Anyone who posts here regularly have a blog they regularly post to? I just started one (, and while I do plan to talk about food and nutrition these topics will be among many I talk about.

Off Topic / Re: Crowdfunding a raw, palaeolithic diet study?
« on: November 04, 2015, 01:09:46 am »
What are your goals with this?

I ask because most people don't make their decisions regarding food choices based on research presented in scientific studies. I know several people who've read the recent WHO report on processed meats and cancer, for instance, and have said that they just don't care. All a study would do is subject some number of people to a very invasive research process, which might end up backfiring if the third party you hire to do the study ends up not being as unbiased as you'd hoped. The whole research thing sounds risky, to me.

If your goal is to motivate people to eat more raw, unprocessed foods and less cooked, processed foods, then I suspect you'll get better results by inviting people to tell their story via YouTube. Perhaps creating a format that people can use to help them organize their video, and tips on how to film themselves so they come across as intelligent, articulate and thoughtful.

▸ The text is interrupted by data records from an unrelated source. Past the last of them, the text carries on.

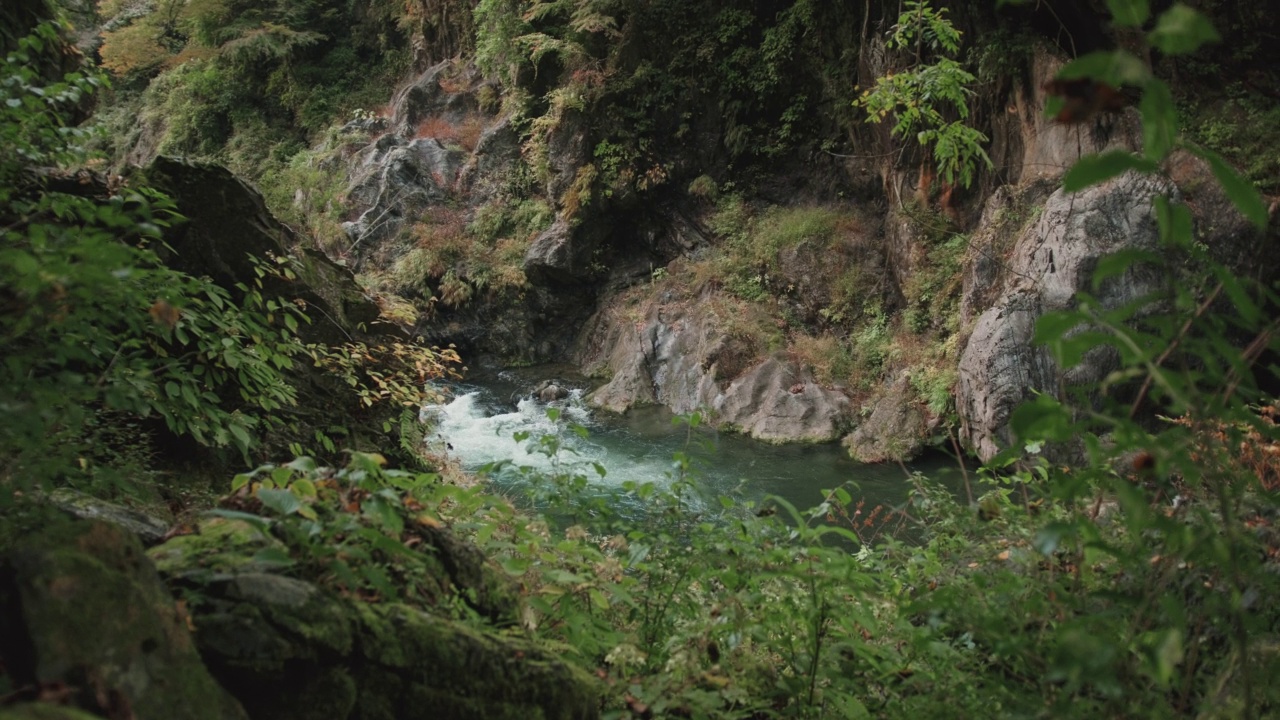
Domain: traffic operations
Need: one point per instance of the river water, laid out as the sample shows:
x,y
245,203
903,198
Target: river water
x,y
480,423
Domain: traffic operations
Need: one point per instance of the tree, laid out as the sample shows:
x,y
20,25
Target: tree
x,y
919,95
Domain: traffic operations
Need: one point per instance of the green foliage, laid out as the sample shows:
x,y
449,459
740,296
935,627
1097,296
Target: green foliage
x,y
919,95
94,320
236,82
353,527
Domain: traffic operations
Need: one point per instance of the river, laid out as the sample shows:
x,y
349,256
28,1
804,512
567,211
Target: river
x,y
480,423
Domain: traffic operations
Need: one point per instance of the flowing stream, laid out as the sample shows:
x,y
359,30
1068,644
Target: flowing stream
x,y
480,423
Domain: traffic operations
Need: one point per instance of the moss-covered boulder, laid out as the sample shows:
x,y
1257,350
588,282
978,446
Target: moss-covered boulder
x,y
228,222
44,711
82,607
295,650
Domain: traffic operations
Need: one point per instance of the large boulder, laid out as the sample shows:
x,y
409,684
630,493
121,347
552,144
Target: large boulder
x,y
896,428
82,607
1051,261
228,223
396,181
293,650
684,355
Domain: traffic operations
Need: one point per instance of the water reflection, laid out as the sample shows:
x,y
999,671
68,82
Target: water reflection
x,y
483,420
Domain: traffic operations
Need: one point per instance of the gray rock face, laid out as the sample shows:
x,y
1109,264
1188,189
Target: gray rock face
x,y
1051,261
397,180
149,529
681,356
895,429
777,401
557,255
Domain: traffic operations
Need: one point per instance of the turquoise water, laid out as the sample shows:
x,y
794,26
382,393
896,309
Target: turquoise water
x,y
479,424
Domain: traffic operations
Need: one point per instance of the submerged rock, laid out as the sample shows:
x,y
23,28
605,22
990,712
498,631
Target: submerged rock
x,y
82,606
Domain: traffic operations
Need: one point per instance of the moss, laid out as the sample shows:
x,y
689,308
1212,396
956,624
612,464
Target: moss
x,y
44,711
218,545
457,671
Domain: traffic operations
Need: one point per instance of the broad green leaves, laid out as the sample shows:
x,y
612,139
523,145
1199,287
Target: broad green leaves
x,y
1093,169
919,96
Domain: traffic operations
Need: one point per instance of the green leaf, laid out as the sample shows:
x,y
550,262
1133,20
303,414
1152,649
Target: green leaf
x,y
1243,195
242,438
1129,13
1182,30
280,501
273,556
1159,121
515,566
1093,169
1051,536
304,464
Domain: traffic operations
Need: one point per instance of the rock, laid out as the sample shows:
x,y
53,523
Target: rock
x,y
896,429
146,528
393,182
489,168
44,711
1051,261
680,355
81,605
446,90
292,650
558,255
766,405
228,222
548,391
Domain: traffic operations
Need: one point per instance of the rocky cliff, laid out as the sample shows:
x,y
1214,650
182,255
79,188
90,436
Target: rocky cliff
x,y
689,337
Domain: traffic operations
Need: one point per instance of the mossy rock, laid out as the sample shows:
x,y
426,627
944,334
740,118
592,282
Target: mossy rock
x,y
44,711
82,605
292,650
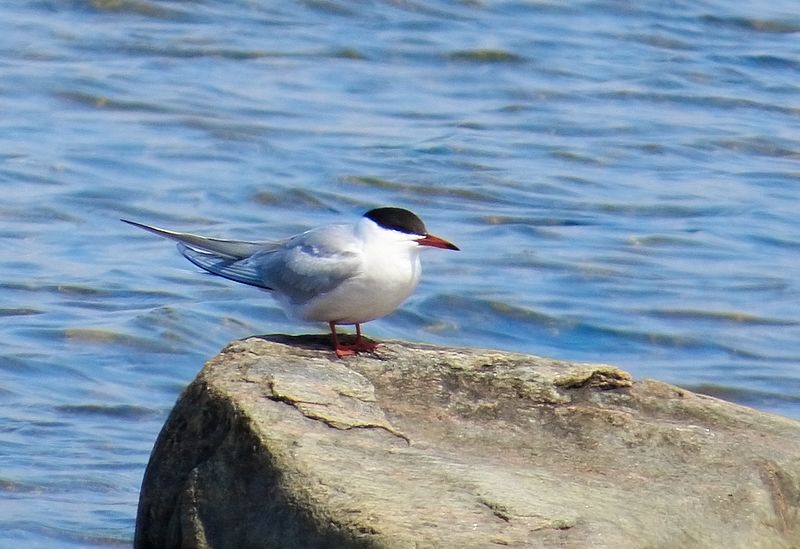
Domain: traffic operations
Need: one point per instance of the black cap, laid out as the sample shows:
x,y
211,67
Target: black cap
x,y
397,219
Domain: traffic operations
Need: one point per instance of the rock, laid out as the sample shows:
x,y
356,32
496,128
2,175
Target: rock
x,y
278,443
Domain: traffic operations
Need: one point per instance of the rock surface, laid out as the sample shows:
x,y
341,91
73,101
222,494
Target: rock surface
x,y
279,444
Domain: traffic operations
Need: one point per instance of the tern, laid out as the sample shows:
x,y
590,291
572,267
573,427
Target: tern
x,y
339,274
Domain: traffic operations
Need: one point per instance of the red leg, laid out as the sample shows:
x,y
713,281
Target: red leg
x,y
361,344
340,350
358,346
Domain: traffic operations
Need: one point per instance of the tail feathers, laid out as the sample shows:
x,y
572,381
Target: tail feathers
x,y
224,249
226,267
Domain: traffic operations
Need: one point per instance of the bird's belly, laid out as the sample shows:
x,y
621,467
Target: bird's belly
x,y
360,299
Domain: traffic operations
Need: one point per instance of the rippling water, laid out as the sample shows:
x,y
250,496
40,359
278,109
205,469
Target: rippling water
x,y
622,179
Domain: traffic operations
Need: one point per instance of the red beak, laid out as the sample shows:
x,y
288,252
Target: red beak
x,y
436,242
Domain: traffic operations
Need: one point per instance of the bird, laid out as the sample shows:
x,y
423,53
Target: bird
x,y
338,274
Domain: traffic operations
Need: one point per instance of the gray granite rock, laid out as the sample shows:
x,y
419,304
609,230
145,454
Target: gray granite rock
x,y
278,443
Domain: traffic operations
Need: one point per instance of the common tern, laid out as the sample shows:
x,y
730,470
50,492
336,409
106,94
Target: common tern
x,y
339,274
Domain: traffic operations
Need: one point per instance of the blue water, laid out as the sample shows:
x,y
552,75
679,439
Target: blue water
x,y
621,177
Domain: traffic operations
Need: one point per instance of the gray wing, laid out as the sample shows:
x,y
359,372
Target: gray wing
x,y
299,268
231,249
309,264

Off Topic / Re: What are you currently reading, watching, learning?
« on: October 04, 2015, 06:38:27 am »
Currently re-reading the book Against the Grain: How Agriculture Hijacked Civilization, and reading Fields of Blood: Religion and the History of Violence for the first time. Recently finished the book Against His-Story, Against Leviathan. The author of this last book is very detail oriented (it's essentially a historical treatise of why civilizations started), which makes the book a little hard to read at times because it gets quite dry. Lots of gems for those interested in critiques of civilization and patriarchy.

Raw Weston Price / Re: Green Pastures FCLO could be sham
« on: September 13, 2015, 06:44:26 am »
I haven't used Green Pasture products on years. I tried the FCLO/BO blend, and I can't say it did anything useful for me. I've had much better results with respect to healing cavities by oil pulling with coconut oil with a drop of antiseptic essential oil in it. While I acknowledge that some claim to enjoy benefits from Green Pasture products, I personally don't think they're worth the money.

Raw Weston Price / Re: Green Pastures FCLO could be sham
« on: September 13, 2015, 06:15:24 am »
I just  read online that you are a WAPF chapter leader. I do hope you are not being targetted right now for any past so-called "transgressions"?

If the foundation closes down my chapter because of any so-called "transgressions" I won't lose any sleep over it. I don't gain anything by being a chapter leader, and I've received plenty of gratitude from those on my email list for providing both sides of the FCLO story.

Raw Weston Price / Re: Green Pastures FCLO could be sham
« on: September 13, 2015, 04:50:45 am »
The reason Ron Schmid was prevented from speaking and selling at the conference was because he wrote an article where he blamed his heart problems on his consumption of Green Pasture's Fermented Cod Liver Oil. The article was called Too Much of a Not So Good Thing. This violated the WAPF policy for exhibitors and speakers that they are not allowed to say anything bad about any products that are sold by conference exhibitors or that are produced by companies that donate funds to the foundation.